The success of the Arrangement depends on how effectively the repatriation is completed within a specific timeframe.

It is evident that Myanmar has wilted under international pressure which was being ratcheted up increasingly with newer revelations of Rohingya persecution every day.

We are happy to note the support we have received from the West on the matter. And we note the shift in India's stand on the issue from its open support to Myanmar initially.

Though China is a good friend of both Bangladesh and Myanmar, it works with the latter on a different equation.

Thus the importance of China's role in the quick repatriation of the Rohingyas as well a permanent resolution of the problem, cannot be over emphasised.

Needless to say, given our past experience there is ground for pessimism regarding the final outcome of the arrangement. And it is for Myanmar to dispel all misgivings by taking actions on the ground that would attest to its positive attitude towards fulfilling the objectives of the understanding.

Thus, pending the finalisation of the terms of reference of the Joint Working Group, Myanmar must ensure that all violence on the Rohingyas cease forthwith. It must also create a conducive atmosphere for its people to return.

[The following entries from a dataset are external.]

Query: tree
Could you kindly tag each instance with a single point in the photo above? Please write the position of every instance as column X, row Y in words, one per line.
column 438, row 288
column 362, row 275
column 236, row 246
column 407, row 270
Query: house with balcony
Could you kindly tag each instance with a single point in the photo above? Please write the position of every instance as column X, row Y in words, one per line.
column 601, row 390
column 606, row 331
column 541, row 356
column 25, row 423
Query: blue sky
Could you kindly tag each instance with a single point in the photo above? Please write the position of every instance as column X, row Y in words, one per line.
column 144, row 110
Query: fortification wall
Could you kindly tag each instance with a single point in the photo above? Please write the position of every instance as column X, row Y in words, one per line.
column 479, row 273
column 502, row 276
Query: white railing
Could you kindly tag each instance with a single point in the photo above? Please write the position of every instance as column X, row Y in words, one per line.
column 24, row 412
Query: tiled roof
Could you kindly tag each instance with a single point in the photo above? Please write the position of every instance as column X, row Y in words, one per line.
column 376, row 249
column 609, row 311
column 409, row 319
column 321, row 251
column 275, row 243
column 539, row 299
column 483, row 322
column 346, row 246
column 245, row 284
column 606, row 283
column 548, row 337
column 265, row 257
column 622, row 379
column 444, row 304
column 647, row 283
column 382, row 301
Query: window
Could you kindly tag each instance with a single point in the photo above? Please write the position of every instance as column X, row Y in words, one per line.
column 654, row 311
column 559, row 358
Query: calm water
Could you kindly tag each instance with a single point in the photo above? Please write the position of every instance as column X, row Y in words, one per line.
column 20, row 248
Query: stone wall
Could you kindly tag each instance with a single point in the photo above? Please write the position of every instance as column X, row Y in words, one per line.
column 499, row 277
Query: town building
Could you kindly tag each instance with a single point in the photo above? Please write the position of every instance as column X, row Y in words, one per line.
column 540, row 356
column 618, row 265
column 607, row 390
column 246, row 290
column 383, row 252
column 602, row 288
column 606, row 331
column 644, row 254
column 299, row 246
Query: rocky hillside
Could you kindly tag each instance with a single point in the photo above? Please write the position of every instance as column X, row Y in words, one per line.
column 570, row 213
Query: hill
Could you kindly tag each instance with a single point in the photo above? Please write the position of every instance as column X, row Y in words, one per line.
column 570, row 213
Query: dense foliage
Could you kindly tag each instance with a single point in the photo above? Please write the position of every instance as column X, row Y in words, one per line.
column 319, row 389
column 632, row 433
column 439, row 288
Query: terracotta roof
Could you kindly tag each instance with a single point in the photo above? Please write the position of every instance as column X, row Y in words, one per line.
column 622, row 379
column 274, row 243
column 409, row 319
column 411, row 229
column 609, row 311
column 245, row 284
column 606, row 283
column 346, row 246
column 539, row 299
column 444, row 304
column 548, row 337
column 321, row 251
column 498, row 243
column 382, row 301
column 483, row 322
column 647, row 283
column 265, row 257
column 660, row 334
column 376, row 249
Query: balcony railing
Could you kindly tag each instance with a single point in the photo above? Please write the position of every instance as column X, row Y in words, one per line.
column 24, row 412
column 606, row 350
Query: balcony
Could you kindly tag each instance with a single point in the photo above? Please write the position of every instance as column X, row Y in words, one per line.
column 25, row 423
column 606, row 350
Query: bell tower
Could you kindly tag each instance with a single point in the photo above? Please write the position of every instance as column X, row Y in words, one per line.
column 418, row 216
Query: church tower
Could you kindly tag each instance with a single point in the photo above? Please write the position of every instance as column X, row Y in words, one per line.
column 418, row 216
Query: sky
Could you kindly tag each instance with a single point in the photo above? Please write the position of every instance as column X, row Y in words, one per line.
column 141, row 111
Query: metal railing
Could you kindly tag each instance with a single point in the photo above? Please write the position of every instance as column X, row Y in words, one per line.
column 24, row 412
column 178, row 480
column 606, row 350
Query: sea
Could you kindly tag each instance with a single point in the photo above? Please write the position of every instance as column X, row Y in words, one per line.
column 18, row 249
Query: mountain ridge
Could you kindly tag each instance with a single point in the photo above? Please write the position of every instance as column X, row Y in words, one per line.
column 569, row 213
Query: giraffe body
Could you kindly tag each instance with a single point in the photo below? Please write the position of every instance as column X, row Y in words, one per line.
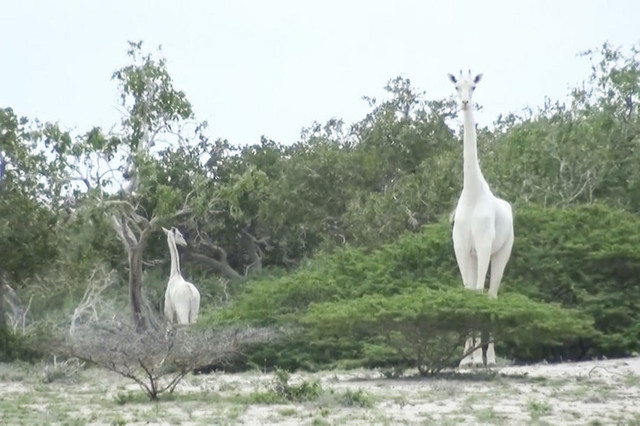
column 483, row 223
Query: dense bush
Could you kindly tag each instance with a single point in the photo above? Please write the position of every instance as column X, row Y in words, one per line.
column 585, row 258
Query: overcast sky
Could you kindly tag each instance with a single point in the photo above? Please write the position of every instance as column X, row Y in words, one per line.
column 270, row 68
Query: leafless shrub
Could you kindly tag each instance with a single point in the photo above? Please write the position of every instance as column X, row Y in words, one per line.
column 157, row 358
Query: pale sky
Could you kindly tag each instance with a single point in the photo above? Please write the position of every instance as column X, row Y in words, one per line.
column 270, row 68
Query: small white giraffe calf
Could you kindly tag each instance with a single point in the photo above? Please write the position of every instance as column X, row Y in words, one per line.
column 182, row 299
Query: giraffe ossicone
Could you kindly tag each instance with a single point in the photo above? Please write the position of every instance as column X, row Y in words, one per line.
column 181, row 299
column 482, row 223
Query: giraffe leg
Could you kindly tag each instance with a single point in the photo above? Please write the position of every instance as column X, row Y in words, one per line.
column 468, row 269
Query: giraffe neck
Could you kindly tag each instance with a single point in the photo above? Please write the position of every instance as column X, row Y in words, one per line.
column 473, row 178
column 175, row 260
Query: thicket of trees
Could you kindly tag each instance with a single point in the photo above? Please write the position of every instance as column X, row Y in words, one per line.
column 342, row 237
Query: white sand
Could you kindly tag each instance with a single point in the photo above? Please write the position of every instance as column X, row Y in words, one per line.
column 598, row 392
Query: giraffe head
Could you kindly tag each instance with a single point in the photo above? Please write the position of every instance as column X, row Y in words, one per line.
column 176, row 235
column 465, row 85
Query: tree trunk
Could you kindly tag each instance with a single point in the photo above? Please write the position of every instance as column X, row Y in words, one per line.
column 135, row 289
column 3, row 317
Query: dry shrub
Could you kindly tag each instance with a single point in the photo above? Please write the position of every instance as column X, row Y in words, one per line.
column 158, row 357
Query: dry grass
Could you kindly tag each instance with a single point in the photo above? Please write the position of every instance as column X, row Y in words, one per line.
column 601, row 392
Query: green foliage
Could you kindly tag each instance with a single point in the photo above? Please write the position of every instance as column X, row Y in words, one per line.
column 15, row 347
column 281, row 390
column 587, row 257
column 425, row 328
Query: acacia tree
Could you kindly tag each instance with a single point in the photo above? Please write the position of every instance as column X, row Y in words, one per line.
column 121, row 170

But there are several other issues that must also be thrashed out if the deal has to be followed through. For example, the burden of proof of identity of the forcibly displaced is on the victims. How does one expect people running for their lives to carry their ID? They were living in an apartheid condition with no school to go to or business to run.

We feel that the final decision, in cases of disputes regarding eligibility to return should not be left alone to only one of the two parties.

The Arrangement, we must emphasise, does not mean the end but only the beginning of the end.

Neither should it mean the end of engagement of the international community with the Rohingya issue.

The focus of the world must not be shifted, instead, international pressure on Myanmar for a permanent resolution of the problem must continue unabated.